I was slow to realise this, but the recent run of news has now converted me to interest rates on hold with a renewed bias to cut and I am now bearish on the Australian dollar. Indeed, a couple of low inflation numbers, a faltering GDP growth rate through to the September quarter and a touch more downside on commodity prices will likely see the RBA cut interest rates.
Here is what I am now seeing. In the last month or two, some slightly disconcerting signs have emerged about the pace of economic growth with a number of key economic indicators stalling or indeed, reversing.
It was obvious that 2014 kicked off on a strong note, a point confirmed in the recent national accounts that confirmed annual GDP growth at an above trend 3.5 per cent. I judged this to be the start of a break higher in trend growth and that as a result the RBA would need to hike rates. Thankfully they didn’t do that because it seems there is a real risk GDP growth will slow in the next little while.
Here is a list of some important (and not so important) indicators for the economy which suggest that growth may be faltering. They are generally monthly indicators (which can show turning points better than quarterly data) and the results are starting to scare me.
Retail sales have risen by an average of just 0.2 per cent in the three months since January after average monthly rises of 0.8 per cent in the prior six months.
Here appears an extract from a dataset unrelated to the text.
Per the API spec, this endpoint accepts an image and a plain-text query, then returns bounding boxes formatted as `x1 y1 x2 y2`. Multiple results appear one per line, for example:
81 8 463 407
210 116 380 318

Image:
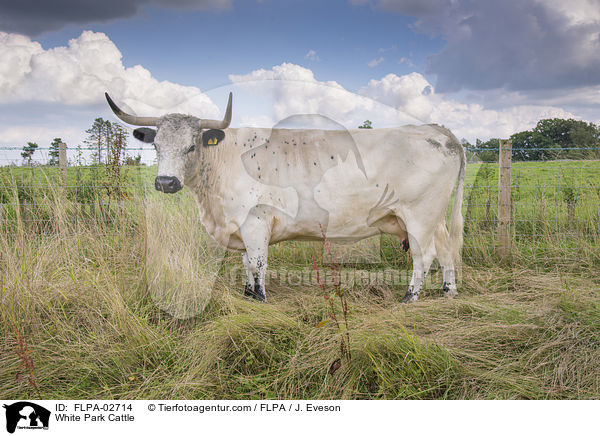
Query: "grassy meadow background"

Retail sales, in real terms, will probably fall in the June quarter.
Building approvals for dwellings have fallen a thumping 14.7 per cent in the three months since January. In the seven months to January, building approvals had risen over 30 per cent. It is now likely that dwelling investment will be flat or negative in the June and September quarters.
Non-residential building approvals have fallen a mind numbing 54.3 per cent in the three months since January. This bodes very poorly for business investment over the next few quarters.
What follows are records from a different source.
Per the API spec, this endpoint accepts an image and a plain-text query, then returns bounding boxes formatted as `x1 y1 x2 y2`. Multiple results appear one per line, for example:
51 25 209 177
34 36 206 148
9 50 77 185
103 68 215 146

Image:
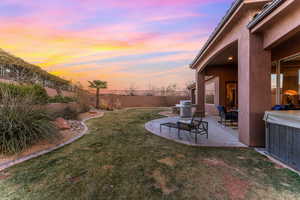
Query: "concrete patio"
145 117 246 147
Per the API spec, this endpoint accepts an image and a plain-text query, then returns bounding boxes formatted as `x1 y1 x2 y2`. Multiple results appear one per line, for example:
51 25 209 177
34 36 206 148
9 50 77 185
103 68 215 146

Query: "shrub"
76 89 90 112
0 83 49 104
48 95 76 103
0 87 57 154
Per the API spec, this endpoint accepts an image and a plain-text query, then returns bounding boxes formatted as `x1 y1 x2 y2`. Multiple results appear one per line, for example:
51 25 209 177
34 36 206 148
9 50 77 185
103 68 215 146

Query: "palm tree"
89 80 107 109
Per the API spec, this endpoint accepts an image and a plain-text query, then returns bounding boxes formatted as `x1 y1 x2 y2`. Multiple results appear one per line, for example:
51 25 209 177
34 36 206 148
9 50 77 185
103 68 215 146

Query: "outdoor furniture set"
160 114 208 143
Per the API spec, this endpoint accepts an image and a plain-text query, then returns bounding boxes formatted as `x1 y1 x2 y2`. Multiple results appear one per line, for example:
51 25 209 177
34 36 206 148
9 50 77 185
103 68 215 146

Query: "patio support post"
195 70 205 117
238 31 272 147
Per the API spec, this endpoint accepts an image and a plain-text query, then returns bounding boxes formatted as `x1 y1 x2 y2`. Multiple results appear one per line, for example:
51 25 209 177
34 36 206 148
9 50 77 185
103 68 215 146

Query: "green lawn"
0 109 300 200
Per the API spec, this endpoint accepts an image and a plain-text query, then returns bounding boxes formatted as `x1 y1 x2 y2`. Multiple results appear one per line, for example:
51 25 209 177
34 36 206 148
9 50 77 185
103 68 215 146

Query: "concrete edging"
0 112 104 171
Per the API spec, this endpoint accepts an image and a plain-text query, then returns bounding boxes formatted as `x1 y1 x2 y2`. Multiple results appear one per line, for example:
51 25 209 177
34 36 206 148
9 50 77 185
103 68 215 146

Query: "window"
205 83 216 104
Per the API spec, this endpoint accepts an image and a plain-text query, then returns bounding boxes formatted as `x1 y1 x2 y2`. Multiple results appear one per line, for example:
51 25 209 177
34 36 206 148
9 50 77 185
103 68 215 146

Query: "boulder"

The number of housing finance approvals has fallen by a total of 0.8 per cent over the two months to April. This is not a large fall, but it could be starting to reverse the near 10 per cent rise in finance approvals over the 12 months prior.
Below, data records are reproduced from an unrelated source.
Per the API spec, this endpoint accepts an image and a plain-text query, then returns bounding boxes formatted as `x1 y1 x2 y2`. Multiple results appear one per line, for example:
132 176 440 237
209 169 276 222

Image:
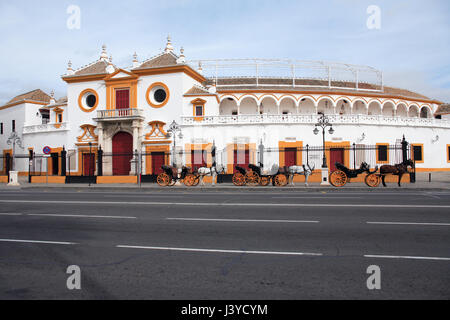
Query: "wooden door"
83 153 95 176
116 89 130 109
112 132 133 176
284 148 297 167
233 149 250 173
151 152 165 174
330 148 344 172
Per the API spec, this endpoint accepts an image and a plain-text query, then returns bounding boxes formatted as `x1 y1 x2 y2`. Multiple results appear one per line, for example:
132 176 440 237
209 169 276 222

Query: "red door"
330 148 344 172
152 152 165 174
191 150 206 169
284 148 297 167
113 132 133 176
116 89 130 109
83 153 95 176
233 149 250 173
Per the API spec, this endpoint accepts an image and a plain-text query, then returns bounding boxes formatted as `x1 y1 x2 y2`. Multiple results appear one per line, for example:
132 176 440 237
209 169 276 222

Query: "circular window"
78 89 98 112
146 82 169 108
House prices fell 1.9 per cent in May and so far in June are down a further 0.3 per cent. While there is nothing at all to be concerned about with these moves, they are hinting that some stalling in the rapid price gains that were seem over the prior couple of years may be coming to an end.
Consumer sentiment was smashed lower in the wake of the budget dropping some 15 per cent in the six months to May. The June ‘rebound’ of a puny 0.2 per cent suggests some weakness ahead for household consumption.
The number of ANZ job advertisements fell 5.6 per cent in May to largely unwind the 8.3 per cent gain in the prior four months. This feeds into the fact that employment fell 4,800 in May after a moderate 10.300 rise in April. This follows employment gains of 84,700 in the five months to March (average 16,900 per month).
The ASX has dropped 2 per cent since the mini-peak in April. While this is not a big move and it follows some stellar gains in the prior two years, like house prices, the faltering of the increases in share prices could be signaling a shift in momentum.
Commodity prices have fallen sharply, with iron ore dropping a hefty 25 per cent since the start of the year. According to the RBA index, commodity prices have fallen 9.8 per cent since January and will fall further when the June data are available. Commodity prices in AUD terms are at an 18 month low.
So there you have it.
Sure, some of these trends may be temporary, there could be noise in the data, or there may be unusual seasonal patterns or something else that will prove to be temporary. Let’s hope so and the path to 3 per cent plus GDP is maintained.
But as I crunch the numbers taking account of the new news, it is getting harder to see that strong growth momentum in the first quarter of 2014 being sustained.